Credit reports are used to make decisions that affect every facet of peoples’ lives. Credit reports compiled by consumer reporting companies are used by lenders, insurers, employers, landlords, and others—yet these reports frequently contain errors. By one estimate, one in five Americans has an error on at least one credit report. Accordingly, it is critical that people have a meaningful opportunity to correct inaccuracies on their reports. That’s why Congress—when it passed the Fair Credit Reporting Act (FCRA)—required credit reporting companies, and the companies that give them information, to respond appropriately when notified of errors.
As the federal government agency charged with implementing and administering the federal consumer financial laws, the CFPB is committed to ensuring that companies meet the obligations put on them by Congress in the law. For that reason, yesterday the Consumer Financial Protection Bureau (CFPB) and the Federal Trade Commission (FTC), which both enforce fair credit reporting laws, filed an amicus brief in the U.S. Court of Appeals for the Second Circuit in Suluki v. Credit One Bank, to help ensure that companies that provide information to credit reporting companies comply with the law. Specifically, they must tell credit reporting companies to remove information that they cannot verify after someone identifies the information as wrong.

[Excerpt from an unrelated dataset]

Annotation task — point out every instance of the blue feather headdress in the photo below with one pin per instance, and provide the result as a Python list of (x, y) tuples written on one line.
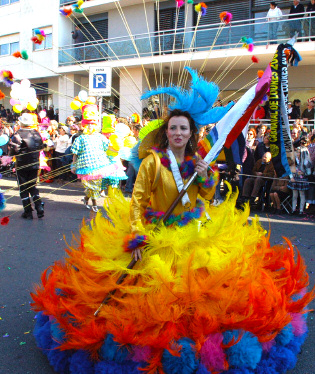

Companies’ responsibility to remove unverified information
The FCRA provides people multiple ways to dispute inaccurate information on their credit reports. Commonly, people dispute the accuracy of information on their credit reports with a credit reporting company, such as Experian, Equifax, or TransUnion. In response, the credit reporting company often refers the dispute to the company that provided the disputed information. When a person submits a dispute to a credit reporting company, and it is passed along to the company that originally provided the disputed information, the company is then required to conduct its own investigation into the disputed information.
If a company that provided disputed information to a credit reporting agency is unable to determine whether the information is true or not, the law requires them to tell the credit reporting company the information could not be verified so that the credit reporting company will stop reporting it. Nonetheless, some companies have argued that if they are unable to determine that the disputed information is false, they are free to tell the consumer reporting company to continue providing the information on reports.
That’s wrong, as the CFPB and FTC’s brief explains. In the FCRA, Congress put express requirements on companies with respect to information that “cannot be verified.” Those requirements would be meaningless if companies could continue providing unverified information and telling credit reporting companies that they could continue sharing it.
Ensuring that companies meet their obligations
Consumer reporting companies and companies that provide information to them have great power over consumers’ lives, and we’re committed to ensuring that those companies meet their legal obligations, including by responding appropriately to errors. We have accordingly filed friend-of-court briefs in several other recent FCRA cases to ensure that companies comply with the law. We have also taken action to safeguard the ability of state legislators and law enforcers to police the credit reporting markets, so that consumers have places to go and effective actions to take when they encounter problems.
The case is Suluki v. Credit One Bank, NA, No. 23-721 (2d Cir.).